その人自身の話を聞くとともに、その裏付けになる、あるいは逆にその信用性を否定する方向に働く他の証拠を見ていく、その作業を積み重ねることで裁判官は心証を形成します。その出発点はその人の証言そのもので、本件では、裏付ける、あるいは信用性を否定する方向での証拠はそれぞれ決定的なものではなく、言葉は悪いですが、「有罪、無罪、どちらの判決でも書ける」事件です(実際に地裁と高裁で判決が180度異なっています)。

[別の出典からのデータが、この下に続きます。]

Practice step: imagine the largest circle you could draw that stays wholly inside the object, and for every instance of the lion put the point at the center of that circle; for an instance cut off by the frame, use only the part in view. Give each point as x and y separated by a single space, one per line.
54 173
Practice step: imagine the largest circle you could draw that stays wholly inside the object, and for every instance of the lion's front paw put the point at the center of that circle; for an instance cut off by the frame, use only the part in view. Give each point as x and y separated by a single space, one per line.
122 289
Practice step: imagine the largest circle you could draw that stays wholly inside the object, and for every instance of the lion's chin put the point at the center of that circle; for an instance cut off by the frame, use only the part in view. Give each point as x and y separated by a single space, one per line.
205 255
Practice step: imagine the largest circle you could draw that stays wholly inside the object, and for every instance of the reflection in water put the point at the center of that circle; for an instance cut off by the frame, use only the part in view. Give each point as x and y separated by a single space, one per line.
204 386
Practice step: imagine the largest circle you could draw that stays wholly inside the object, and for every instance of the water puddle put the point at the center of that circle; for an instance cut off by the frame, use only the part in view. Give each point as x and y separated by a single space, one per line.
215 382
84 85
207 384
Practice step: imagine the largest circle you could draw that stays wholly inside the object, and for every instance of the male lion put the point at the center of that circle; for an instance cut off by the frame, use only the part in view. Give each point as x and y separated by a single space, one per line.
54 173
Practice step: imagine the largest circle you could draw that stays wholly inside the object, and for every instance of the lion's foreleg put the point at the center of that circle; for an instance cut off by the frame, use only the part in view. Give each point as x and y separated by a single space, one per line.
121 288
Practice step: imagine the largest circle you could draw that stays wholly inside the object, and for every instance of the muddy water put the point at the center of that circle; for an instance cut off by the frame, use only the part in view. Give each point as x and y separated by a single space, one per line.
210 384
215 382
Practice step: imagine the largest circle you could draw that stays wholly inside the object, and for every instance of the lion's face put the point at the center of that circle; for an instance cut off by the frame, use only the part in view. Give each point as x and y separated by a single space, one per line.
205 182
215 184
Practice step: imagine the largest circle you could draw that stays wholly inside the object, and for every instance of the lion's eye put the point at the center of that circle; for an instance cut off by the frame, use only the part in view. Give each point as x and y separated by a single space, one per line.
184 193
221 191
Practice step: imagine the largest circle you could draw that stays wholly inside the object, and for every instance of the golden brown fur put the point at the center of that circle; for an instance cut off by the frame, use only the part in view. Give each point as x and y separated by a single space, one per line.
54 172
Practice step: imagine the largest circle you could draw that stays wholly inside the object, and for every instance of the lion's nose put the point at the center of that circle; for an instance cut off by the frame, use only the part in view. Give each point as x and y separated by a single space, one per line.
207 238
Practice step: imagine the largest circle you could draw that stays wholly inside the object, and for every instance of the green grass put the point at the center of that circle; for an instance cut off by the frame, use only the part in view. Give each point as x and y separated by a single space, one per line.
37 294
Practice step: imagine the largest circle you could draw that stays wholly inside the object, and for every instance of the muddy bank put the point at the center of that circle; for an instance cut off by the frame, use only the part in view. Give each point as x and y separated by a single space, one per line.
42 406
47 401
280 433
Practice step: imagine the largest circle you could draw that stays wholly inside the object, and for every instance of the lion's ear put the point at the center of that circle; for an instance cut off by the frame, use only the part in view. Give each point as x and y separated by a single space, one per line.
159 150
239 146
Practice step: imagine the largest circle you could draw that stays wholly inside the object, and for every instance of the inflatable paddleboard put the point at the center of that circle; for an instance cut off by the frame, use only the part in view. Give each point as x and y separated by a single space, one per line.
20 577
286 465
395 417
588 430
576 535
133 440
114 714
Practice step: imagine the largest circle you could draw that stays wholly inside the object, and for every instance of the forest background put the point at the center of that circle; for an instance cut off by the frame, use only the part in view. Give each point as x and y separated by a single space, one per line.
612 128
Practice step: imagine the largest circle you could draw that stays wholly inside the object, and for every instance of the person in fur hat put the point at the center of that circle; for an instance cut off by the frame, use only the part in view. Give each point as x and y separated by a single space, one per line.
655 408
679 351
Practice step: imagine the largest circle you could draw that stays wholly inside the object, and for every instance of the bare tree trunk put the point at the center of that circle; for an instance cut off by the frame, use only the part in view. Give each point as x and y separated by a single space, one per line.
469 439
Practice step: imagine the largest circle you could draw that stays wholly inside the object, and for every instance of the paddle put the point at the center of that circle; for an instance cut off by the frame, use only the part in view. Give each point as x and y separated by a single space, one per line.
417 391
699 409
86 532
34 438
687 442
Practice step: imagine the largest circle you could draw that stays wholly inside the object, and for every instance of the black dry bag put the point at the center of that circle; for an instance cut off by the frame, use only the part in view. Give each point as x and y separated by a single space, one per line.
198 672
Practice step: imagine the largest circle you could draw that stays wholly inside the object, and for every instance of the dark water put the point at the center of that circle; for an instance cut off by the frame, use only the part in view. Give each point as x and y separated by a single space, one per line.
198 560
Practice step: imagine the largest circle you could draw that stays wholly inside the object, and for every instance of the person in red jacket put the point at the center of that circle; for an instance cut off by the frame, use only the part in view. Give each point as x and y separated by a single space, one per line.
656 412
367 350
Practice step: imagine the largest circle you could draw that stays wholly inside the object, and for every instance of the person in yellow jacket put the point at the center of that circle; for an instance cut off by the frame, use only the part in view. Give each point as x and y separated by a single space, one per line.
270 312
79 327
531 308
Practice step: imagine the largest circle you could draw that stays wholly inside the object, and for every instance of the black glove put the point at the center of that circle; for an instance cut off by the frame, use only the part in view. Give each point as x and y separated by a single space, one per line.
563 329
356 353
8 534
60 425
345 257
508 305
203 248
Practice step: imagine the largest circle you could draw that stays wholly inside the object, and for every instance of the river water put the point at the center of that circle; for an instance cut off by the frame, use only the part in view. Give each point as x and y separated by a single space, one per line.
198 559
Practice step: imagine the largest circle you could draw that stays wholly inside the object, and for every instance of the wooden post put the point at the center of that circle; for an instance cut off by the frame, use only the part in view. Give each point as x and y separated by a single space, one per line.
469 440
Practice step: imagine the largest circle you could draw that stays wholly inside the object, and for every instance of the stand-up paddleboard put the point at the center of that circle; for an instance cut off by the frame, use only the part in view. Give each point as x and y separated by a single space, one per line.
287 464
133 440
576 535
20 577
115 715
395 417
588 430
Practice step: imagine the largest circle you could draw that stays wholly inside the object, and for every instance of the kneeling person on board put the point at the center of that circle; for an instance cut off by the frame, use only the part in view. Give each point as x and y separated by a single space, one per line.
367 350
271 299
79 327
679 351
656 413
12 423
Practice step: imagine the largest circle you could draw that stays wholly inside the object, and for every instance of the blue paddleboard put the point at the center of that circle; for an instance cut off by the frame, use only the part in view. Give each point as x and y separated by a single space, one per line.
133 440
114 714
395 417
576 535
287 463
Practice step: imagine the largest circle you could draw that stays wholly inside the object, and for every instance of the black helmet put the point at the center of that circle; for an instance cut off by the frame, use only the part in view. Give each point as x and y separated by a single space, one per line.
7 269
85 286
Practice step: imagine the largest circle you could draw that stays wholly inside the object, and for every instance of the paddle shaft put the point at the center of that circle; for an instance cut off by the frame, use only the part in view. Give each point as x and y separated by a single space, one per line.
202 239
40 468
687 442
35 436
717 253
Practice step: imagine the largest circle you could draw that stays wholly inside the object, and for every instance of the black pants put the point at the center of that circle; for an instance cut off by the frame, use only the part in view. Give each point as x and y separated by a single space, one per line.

そこを分けたのは、担当した裁判官の全人格的な判断としての心証(贈賄側に対する)だったのではないかという印象を、私は受けています。
もちろん、有罪が正しい、無罪が正しいと決め付けることは困難ですが、高裁判決についての情報に接していると、従来のこの種事件に対する裁判所の事実認定の流れに沿った手法での認定ではないかと思われるものはあり、特に違和感は感じませんでした。
私自身、証拠を見ておらず、贈賄側の証言を聞いてもいないので、有罪、無罪どちらの心証も形成できないのですが、あくまで印象として言えば、高裁判決が指摘しているように、贈賄側が有利な取り計らいを期待して捜査機関にある程度迎合した面はあったとしても、渡してもいない賄賂をわざわざでっちあげて嘘までついて渡したことにするというのは、常識的に見ても考えにくいものがあり、細かい点での綻びはあるにしても、幹の部分での具体性、一貫性がある、供述の出方、記憶喚起の経過にも特段不自然な点はなく周辺証拠との整合性もあるということであれば、裁判官が有罪という心証を抱くことには一定の合理性はあるだろうとは思います。
今後、最高裁がこの事件を見て、どういった心証を抱き判断を示すのか、大きく注目されるところだろうと思います。
収賄事件で、特に収賄側が金銭授受を否認している場合の事実認定の難しさは

http://d.hatena.ne.jp/yjochi/20140705#1404544865

でもコメントしたことがありますが、実に難しいものであるということを改めて感じました。